BERTScore vs BLEU vs ROUGE

| Metric | Matching | Semantic | Handles Paraphrase | Correlates with Human | |---|---|---|---|---| | BLEU | n-gram overlap | No | No | Low | | ROUGE | n-gram recall | No | No | Low-Medium | | BERTScore | Contextual embedding | Yes | Yes | High | | LLM-as-judge | Holistic | Yes | Yes | Highest |

BERTScore correlates much better with human judgments than BLEU or ROUGE. For text generation evaluation, it's the strongest automatic metric that doesn't require an LLM call.

Model Selection for BERTScore

The scoring model matters. Better models → more accurate semantic matching:

| Model | Speed | Quality | Recommended for | |---|---|---|---| | bert-base-uncased | Fast | Low | Development testing | | roberta-large | Medium | Good | General use | | microsoft/deberta-xlarge-mnli | Slow | Excellent | Production evaluation |

For pharmaceutical/medical content, consider using a domain-specific model if one is available for your language.

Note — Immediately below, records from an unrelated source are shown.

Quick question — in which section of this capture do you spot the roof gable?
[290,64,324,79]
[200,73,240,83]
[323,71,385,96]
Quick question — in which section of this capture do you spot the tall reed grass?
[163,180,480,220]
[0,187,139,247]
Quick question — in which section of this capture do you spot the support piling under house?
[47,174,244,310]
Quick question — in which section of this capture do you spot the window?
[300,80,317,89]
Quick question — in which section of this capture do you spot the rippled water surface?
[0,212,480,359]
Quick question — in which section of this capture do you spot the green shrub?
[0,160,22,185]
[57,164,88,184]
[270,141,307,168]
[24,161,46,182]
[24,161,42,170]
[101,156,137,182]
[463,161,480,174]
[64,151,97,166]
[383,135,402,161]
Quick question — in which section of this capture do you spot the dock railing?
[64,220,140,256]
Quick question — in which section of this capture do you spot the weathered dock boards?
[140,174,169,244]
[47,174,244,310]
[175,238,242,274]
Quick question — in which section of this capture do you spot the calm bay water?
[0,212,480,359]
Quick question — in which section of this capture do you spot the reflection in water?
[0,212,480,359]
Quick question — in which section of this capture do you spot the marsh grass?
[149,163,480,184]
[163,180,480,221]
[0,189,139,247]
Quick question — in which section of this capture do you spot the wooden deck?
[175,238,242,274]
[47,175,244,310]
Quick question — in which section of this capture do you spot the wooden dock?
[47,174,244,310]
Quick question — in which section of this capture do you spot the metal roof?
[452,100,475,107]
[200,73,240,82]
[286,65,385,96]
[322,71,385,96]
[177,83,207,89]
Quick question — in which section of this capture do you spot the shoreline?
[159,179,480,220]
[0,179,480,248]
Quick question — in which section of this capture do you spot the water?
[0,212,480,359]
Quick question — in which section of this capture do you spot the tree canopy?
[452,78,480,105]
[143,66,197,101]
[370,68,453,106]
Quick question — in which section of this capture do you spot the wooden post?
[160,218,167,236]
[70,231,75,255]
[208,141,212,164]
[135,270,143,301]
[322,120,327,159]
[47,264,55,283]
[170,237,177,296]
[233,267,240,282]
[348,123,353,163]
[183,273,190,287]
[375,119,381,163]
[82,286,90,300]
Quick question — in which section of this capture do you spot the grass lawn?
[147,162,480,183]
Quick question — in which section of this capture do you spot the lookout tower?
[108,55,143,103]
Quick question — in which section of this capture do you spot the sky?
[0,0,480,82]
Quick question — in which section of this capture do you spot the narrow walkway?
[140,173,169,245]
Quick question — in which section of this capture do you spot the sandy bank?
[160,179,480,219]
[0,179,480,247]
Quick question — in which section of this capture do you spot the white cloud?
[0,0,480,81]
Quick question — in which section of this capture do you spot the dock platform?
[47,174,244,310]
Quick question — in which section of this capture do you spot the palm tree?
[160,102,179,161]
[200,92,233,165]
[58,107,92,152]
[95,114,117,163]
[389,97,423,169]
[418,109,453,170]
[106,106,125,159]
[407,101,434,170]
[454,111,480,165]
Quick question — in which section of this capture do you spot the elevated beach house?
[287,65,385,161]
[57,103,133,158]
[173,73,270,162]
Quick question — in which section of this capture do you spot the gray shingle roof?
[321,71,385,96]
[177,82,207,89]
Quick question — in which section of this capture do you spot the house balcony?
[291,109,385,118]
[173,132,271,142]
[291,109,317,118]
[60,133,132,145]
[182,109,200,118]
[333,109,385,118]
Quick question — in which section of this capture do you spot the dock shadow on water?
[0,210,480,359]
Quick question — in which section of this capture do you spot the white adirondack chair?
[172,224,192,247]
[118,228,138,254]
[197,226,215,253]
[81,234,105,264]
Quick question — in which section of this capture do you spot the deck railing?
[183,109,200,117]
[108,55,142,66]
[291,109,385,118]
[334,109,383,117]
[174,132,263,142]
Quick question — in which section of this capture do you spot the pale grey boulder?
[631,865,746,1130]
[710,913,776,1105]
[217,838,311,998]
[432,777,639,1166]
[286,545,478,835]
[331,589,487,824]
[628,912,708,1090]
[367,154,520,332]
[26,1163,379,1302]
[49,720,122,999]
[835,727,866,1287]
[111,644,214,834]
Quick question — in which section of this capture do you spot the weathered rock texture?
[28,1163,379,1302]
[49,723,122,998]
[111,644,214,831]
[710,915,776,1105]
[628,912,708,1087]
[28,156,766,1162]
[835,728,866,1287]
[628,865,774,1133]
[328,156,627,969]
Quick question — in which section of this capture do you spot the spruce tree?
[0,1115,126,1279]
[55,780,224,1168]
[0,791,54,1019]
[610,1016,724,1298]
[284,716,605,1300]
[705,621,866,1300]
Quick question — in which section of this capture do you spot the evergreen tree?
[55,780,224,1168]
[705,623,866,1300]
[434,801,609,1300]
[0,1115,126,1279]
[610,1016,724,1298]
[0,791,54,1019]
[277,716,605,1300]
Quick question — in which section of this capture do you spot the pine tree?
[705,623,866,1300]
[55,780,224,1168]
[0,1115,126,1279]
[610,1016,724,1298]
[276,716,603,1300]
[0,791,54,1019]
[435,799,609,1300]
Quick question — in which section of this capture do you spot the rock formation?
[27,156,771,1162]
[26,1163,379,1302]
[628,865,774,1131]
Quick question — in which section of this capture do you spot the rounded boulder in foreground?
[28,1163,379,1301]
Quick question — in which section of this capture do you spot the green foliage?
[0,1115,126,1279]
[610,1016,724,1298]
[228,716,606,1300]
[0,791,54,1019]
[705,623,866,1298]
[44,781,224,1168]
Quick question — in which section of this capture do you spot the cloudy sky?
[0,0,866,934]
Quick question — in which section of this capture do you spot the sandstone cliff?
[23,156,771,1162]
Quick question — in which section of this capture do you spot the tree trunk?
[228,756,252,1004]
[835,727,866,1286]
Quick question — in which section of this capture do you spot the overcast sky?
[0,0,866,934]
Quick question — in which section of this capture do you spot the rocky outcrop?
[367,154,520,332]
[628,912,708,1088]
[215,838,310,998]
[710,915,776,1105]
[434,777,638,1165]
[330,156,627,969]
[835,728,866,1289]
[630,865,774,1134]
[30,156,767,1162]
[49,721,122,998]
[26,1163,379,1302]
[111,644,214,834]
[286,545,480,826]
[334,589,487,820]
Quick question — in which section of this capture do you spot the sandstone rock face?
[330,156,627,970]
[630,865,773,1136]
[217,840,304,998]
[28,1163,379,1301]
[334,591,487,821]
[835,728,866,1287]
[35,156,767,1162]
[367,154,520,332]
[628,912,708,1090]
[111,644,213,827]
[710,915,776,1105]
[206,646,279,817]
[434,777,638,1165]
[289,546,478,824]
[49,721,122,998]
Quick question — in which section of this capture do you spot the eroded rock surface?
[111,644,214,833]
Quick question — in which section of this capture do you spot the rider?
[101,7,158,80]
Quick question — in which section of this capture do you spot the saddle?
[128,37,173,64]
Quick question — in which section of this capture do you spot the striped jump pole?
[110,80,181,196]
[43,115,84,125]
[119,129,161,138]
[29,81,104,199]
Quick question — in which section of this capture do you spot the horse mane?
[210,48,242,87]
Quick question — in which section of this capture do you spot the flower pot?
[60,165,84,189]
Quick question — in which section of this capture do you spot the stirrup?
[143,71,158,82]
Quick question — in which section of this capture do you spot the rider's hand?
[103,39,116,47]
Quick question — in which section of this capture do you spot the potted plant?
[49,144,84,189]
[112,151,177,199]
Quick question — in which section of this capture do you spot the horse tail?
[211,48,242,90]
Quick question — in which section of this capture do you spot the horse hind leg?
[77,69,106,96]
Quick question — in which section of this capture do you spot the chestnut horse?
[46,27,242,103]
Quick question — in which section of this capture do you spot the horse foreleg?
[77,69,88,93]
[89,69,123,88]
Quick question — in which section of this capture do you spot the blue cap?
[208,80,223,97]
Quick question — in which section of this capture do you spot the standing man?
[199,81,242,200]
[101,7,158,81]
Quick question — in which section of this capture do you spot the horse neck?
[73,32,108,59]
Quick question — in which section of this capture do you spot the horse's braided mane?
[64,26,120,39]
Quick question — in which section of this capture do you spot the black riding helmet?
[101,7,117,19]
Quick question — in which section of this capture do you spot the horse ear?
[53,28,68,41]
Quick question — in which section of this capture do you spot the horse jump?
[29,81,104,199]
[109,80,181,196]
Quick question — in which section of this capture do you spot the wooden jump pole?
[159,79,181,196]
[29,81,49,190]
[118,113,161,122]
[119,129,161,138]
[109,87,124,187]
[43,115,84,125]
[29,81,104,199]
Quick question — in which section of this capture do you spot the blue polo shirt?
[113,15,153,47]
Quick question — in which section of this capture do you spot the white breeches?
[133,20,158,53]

Interpreting BERTScore Values

With rescale_with_baseline=True, scores are rescaled to be more interpretable:

F1 around 0.90+: Very strong semantic match
F1 around 0.80–0.90: Good match with some differences
F1 around 0.70–0.80: Related content, notable differences
F1 below 0.70: Significant divergence in content

Without rescaling, raw BERTScore F1 values tend to cluster around 0.85–0.95 even for poor matches because the embedding space is dense. Always use rescale_with_baseline=True for interpretable values.

When BERTScore Falls Short

BERTScore is strong but has limitations:

Doesn't evaluate factual accuracy: "Ibuprofen is an anticoagulant" would score high against "Warfarin is an anticoagulant" — same type of claim, wrong drug
Doesn't catch hallucinations: If the reference doesn't mention a fact, a hallucinated fact in the candidate can't be detected
Reference quality dependent: If your reference answers are poor, BERTScore rewards candidates that match poor references

For applications where factual accuracy is critical (medical, legal), combine BERTScore with LLM-as-judge evaluation that explicitly checks for factual errors.